Eric Gruneisen. Full slideshow: Miley Cyrus at the Pepsi Center
It's a direct reference to the moment Miley Cyrus finally figured out how to make an entire society clutch its collective pearls: The one with the Beetlejuice suit and the twerking and the aforementioned foam finger applied to her vagina. You remember.
And this isn't even the first time tonight in Denver that Miley's blown to cartoonish proportion the very things she's most frequently mocked for. Earlier there was the entrance, where she slid down her own giant, inflatable, cockeyed tongue.
See also: Photos -- Miley Cyrus at Pepsi Center
So she's strutting, and singing "We Can't Stop," one of her many Top 10 Singles. Yeah, it's about partying and how we're not gonna stop partying, basically, but it is a genuinely taxing thing to perform. As the story goes, this one was originally meant for Rihanna, but you need more than her five-note range for that hook. You need Miley's several octaves of diva-quality power, which she can employ so effortlessly she's still got the capacity to simultaneously do things like, say, strut.
The rapid evolution of Miley Cyrus has been met with a smirk. Our nation's news feeds are overrun with jokes about her. Mostly, it seems, they are about her physical appearance. She looks like Justin Bieber or Draco Malfoy or some startled stray animal or whatever thing someone slapped next to some unflattering photo of her. There are plenty of those to be found; Miley does not shy away from unflattering portrayals of herself.

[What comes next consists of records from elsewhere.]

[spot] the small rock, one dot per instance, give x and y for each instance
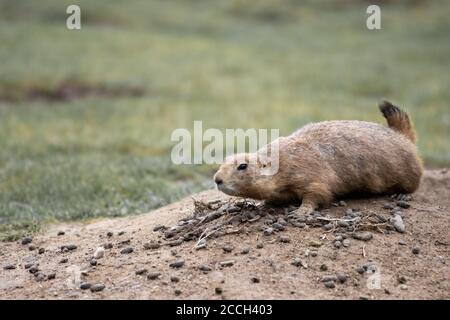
(363, 236)
(151, 246)
(401, 279)
(9, 267)
(141, 272)
(153, 275)
(108, 245)
(159, 227)
(99, 252)
(315, 243)
(268, 231)
(278, 226)
(398, 223)
(69, 247)
(245, 250)
(127, 250)
(360, 270)
(330, 278)
(227, 248)
(33, 270)
(338, 244)
(26, 240)
(227, 263)
(205, 268)
(39, 276)
(85, 286)
(177, 264)
(342, 277)
(403, 204)
(97, 287)
(284, 239)
(254, 279)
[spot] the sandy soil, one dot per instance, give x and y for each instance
(266, 272)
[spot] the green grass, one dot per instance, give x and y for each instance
(265, 64)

But why should she? Why should a very powerful woman (or anyone) feel the need to meet any particular expectation about how female singers should look or act? We have cherished androgynous rock stars since right about the time rock music began. Miley Cyrus has embraced traditional masculinity by doing things like cutting her hair short and doing lots of air humping and, yes, strutting. That does not make her ridiculous.
What, then? Surely it's not her commercial success, which is nearly unparalleled at the moment. And surely it's not her actual singing ability, which, again, is prodigious.
See more photos of Miley. Photo by Eric Gruneisen
Let's give the naysayers a fair shake: The lyrical and aesthetic content of all this stuff is undoubtedly frivolous and short sighted. The music itself clearly contains no original ideas. There's more. There are the multitudes of kids who will walk from the Pepsi Center through the thick snow to their parents' minivans with barely anything covering their torsos and limbs. And there's the hardest thing to dismiss: the accusation of cultural appropriation, the demeaning of everyone from African-Americans to Amazonians. Some people think Miley is mocking those groups and their cultures.